Published online by Cambridge University Press: 05 June 2014
Abstract. We trace the emergence of unsolvable problems in algebra and topology from the unsolvable halting problem for Turing machines.
§1. Introduction. Mathematicians have always been interested in being able to calculate with or about the things they study. For instance early developers of number theory and the calculus apparently did extensive calculations. By the early 1900s a number of problems were introduced asking for general algorithms to do certain calculations.
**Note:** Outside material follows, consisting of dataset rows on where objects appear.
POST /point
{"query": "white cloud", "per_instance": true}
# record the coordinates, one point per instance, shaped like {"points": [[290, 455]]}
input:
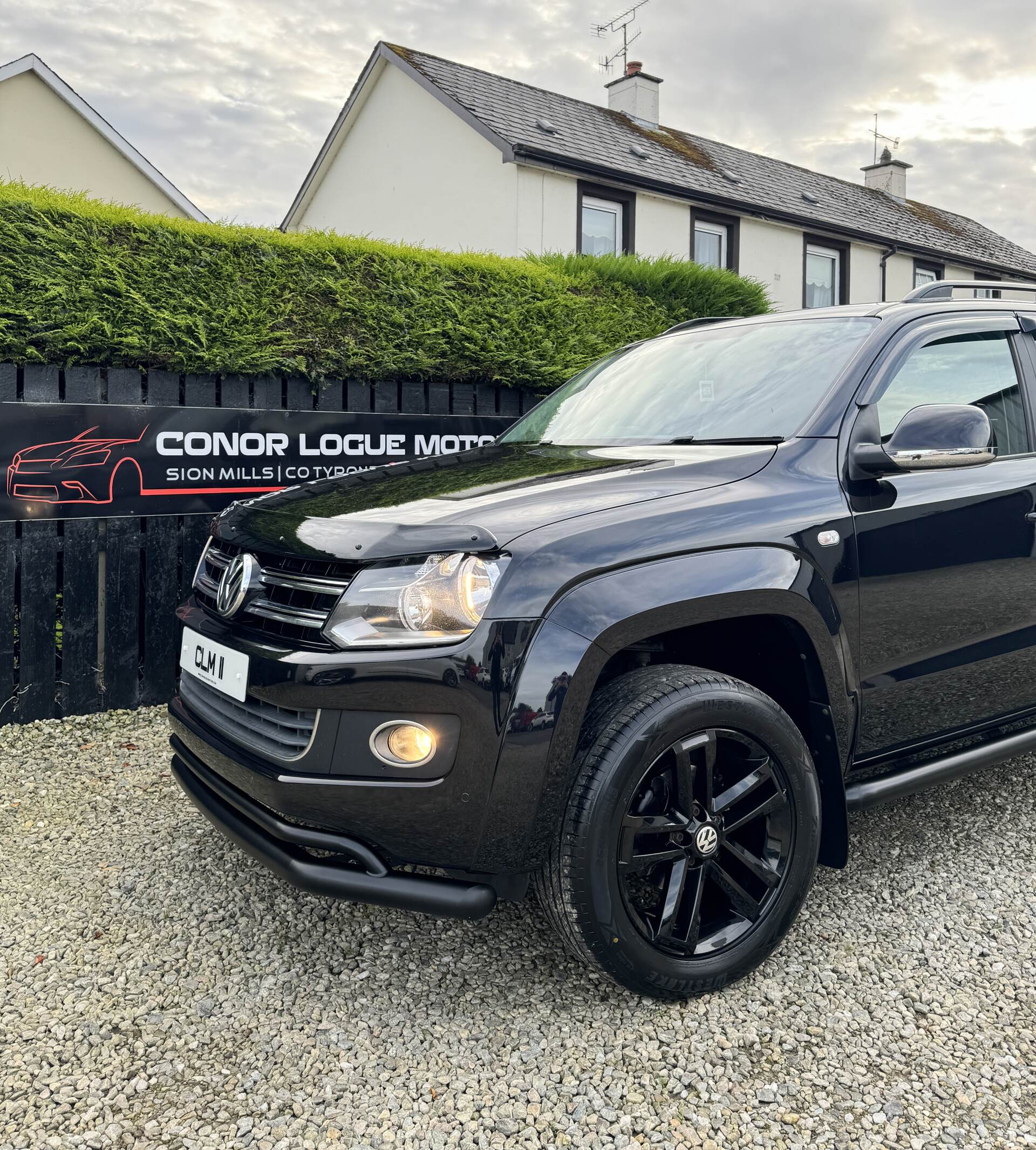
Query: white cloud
{"points": [[231, 99]]}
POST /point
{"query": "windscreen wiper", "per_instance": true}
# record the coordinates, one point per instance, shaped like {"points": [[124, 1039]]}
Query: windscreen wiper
{"points": [[731, 440]]}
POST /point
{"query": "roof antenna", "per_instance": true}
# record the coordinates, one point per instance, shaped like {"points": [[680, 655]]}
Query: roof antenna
{"points": [[622, 21], [877, 136]]}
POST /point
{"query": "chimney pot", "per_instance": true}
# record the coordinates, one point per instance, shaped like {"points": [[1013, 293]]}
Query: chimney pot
{"points": [[888, 175], [636, 94]]}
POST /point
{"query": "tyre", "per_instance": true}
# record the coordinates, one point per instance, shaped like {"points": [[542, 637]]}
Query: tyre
{"points": [[690, 837]]}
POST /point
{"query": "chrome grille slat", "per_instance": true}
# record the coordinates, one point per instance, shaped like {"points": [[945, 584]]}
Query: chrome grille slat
{"points": [[306, 583], [302, 617], [299, 596], [276, 732]]}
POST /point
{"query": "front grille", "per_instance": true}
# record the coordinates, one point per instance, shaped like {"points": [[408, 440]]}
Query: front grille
{"points": [[299, 594], [276, 732]]}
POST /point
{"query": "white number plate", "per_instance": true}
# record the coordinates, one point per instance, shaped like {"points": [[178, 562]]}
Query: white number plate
{"points": [[214, 664]]}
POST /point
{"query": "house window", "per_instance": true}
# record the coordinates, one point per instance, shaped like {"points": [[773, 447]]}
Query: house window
{"points": [[605, 223], [710, 244], [927, 273], [602, 227], [823, 276], [714, 241]]}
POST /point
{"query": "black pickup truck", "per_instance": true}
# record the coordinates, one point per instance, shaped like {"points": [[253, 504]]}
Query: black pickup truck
{"points": [[649, 648]]}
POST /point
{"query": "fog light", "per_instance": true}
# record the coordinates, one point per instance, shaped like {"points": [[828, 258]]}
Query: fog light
{"points": [[403, 744]]}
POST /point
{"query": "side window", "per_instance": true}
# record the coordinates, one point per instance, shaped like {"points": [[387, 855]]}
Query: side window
{"points": [[974, 368]]}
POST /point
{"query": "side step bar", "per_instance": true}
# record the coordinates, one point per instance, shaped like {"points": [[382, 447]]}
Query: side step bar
{"points": [[910, 780]]}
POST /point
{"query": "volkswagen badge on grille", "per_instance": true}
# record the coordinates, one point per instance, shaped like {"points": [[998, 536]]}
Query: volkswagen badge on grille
{"points": [[242, 580]]}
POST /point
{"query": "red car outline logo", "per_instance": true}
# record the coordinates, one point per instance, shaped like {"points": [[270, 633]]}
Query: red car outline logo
{"points": [[64, 471]]}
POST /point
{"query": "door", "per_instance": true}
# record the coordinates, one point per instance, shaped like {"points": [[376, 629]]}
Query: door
{"points": [[948, 611]]}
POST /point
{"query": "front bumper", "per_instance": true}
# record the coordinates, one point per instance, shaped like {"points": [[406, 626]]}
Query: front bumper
{"points": [[284, 849], [435, 817]]}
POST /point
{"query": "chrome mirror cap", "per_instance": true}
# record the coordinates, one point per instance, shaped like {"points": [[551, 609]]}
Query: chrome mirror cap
{"points": [[920, 459], [941, 435]]}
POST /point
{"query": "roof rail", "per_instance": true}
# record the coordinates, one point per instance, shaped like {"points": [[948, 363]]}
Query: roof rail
{"points": [[943, 289], [699, 323]]}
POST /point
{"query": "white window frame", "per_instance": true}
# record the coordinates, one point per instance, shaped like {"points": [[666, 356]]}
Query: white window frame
{"points": [[602, 205], [830, 254], [713, 229]]}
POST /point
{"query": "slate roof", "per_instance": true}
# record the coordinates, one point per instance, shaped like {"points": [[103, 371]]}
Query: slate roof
{"points": [[595, 137]]}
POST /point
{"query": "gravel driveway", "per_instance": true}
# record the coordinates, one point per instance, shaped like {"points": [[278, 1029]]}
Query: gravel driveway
{"points": [[159, 989]]}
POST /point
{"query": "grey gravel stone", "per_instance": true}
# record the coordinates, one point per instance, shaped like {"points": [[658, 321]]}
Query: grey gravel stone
{"points": [[159, 990]]}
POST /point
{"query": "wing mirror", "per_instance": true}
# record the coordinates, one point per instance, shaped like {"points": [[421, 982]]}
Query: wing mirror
{"points": [[928, 437]]}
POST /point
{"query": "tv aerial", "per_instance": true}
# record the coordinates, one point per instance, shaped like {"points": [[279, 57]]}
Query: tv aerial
{"points": [[877, 136], [620, 23]]}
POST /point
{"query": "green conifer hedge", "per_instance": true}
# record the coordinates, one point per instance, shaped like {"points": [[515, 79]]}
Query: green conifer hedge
{"points": [[84, 282]]}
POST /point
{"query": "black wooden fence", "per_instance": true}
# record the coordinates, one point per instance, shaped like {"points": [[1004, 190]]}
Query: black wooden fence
{"points": [[86, 605]]}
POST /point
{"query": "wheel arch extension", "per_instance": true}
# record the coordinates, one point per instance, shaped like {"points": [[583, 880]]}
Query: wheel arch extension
{"points": [[769, 597]]}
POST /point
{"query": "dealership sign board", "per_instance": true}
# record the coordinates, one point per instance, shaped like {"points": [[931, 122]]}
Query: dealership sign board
{"points": [[74, 460]]}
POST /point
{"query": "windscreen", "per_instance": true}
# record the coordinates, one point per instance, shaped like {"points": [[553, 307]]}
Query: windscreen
{"points": [[744, 382]]}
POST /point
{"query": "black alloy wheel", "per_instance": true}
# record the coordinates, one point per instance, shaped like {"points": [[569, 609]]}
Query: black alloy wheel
{"points": [[690, 837], [705, 842]]}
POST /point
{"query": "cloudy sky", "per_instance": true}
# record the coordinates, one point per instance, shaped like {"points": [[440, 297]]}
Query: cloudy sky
{"points": [[231, 98]]}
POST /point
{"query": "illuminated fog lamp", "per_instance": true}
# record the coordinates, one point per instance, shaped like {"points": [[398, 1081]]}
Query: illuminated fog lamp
{"points": [[403, 744]]}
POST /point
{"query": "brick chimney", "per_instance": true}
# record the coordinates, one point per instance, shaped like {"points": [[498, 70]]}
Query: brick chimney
{"points": [[636, 94], [888, 175]]}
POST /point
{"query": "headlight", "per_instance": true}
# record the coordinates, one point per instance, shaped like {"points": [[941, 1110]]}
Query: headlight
{"points": [[440, 600]]}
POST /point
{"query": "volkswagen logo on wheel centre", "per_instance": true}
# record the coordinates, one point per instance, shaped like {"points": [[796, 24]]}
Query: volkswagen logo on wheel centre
{"points": [[242, 579], [706, 840]]}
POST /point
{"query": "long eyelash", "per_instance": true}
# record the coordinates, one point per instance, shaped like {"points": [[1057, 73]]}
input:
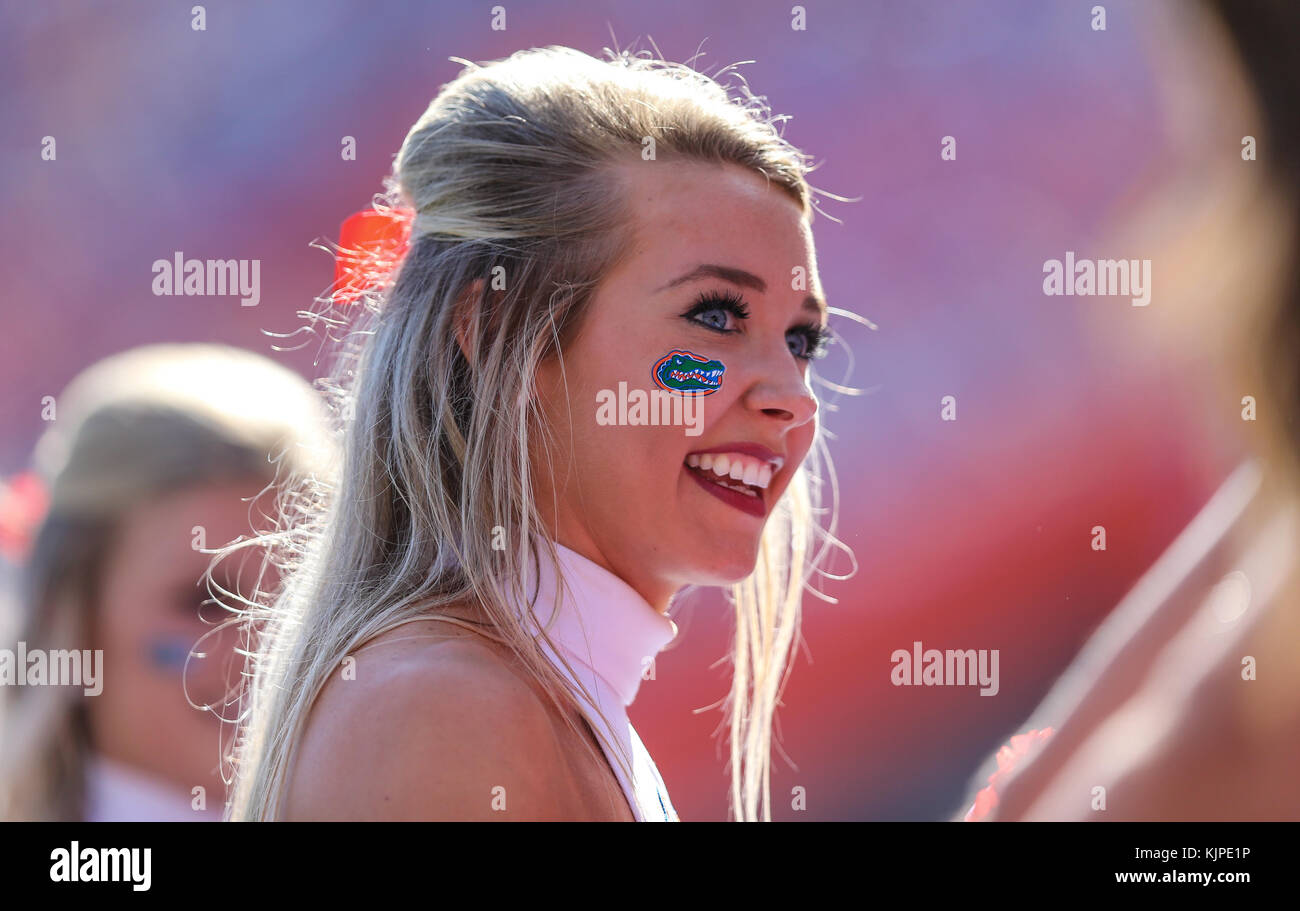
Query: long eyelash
{"points": [[818, 338], [722, 300]]}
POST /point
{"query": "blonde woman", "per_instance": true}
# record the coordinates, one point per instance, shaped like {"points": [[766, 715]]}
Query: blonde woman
{"points": [[154, 456], [480, 595]]}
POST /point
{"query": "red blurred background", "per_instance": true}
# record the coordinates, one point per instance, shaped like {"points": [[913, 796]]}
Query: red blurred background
{"points": [[969, 534]]}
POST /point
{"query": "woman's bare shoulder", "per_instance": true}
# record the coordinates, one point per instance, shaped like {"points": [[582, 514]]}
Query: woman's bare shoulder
{"points": [[429, 721]]}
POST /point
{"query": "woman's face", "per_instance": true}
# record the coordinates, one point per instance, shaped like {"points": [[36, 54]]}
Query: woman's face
{"points": [[722, 267], [148, 619]]}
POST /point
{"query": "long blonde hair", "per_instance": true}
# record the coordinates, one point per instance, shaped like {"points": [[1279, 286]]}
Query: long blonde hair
{"points": [[511, 166], [130, 428]]}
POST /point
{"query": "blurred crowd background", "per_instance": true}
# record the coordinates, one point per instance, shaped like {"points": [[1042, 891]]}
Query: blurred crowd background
{"points": [[974, 533]]}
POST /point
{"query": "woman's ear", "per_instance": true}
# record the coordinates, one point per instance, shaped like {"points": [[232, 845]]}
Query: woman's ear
{"points": [[466, 316]]}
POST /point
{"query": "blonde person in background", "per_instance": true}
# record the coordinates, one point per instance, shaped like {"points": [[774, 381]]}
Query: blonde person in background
{"points": [[1186, 702], [151, 456], [482, 591]]}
In particular the tenth problem on Hilbert's influential list asked for an algorithm to determine whether an integer polynomial in several variables has an integer solution.
The introduction by Poincaré of the fundamental group as an invariant of a topological space which can often be finitely described by generators and relations led to Dehn's formulation of the word and isomorphism problem for groups. To make use of such group invariants we naturally want to calculate them and determine their properties. It turns out many of these problems do not have algorithmic solutions and we will trace the history and some of the ideas involved in showing these natural mathematical problems are unsolvable.
In the 1930s several definitions of computable functions emerged together with the formulation of the Church-Turing Thesis that these definitions captured intuitive notions of computability. Church and independently Turing showed that there is no algorithm to determine which formulas of first-order logic are valid, that is, the Entscheidungsproblem is unsolvable.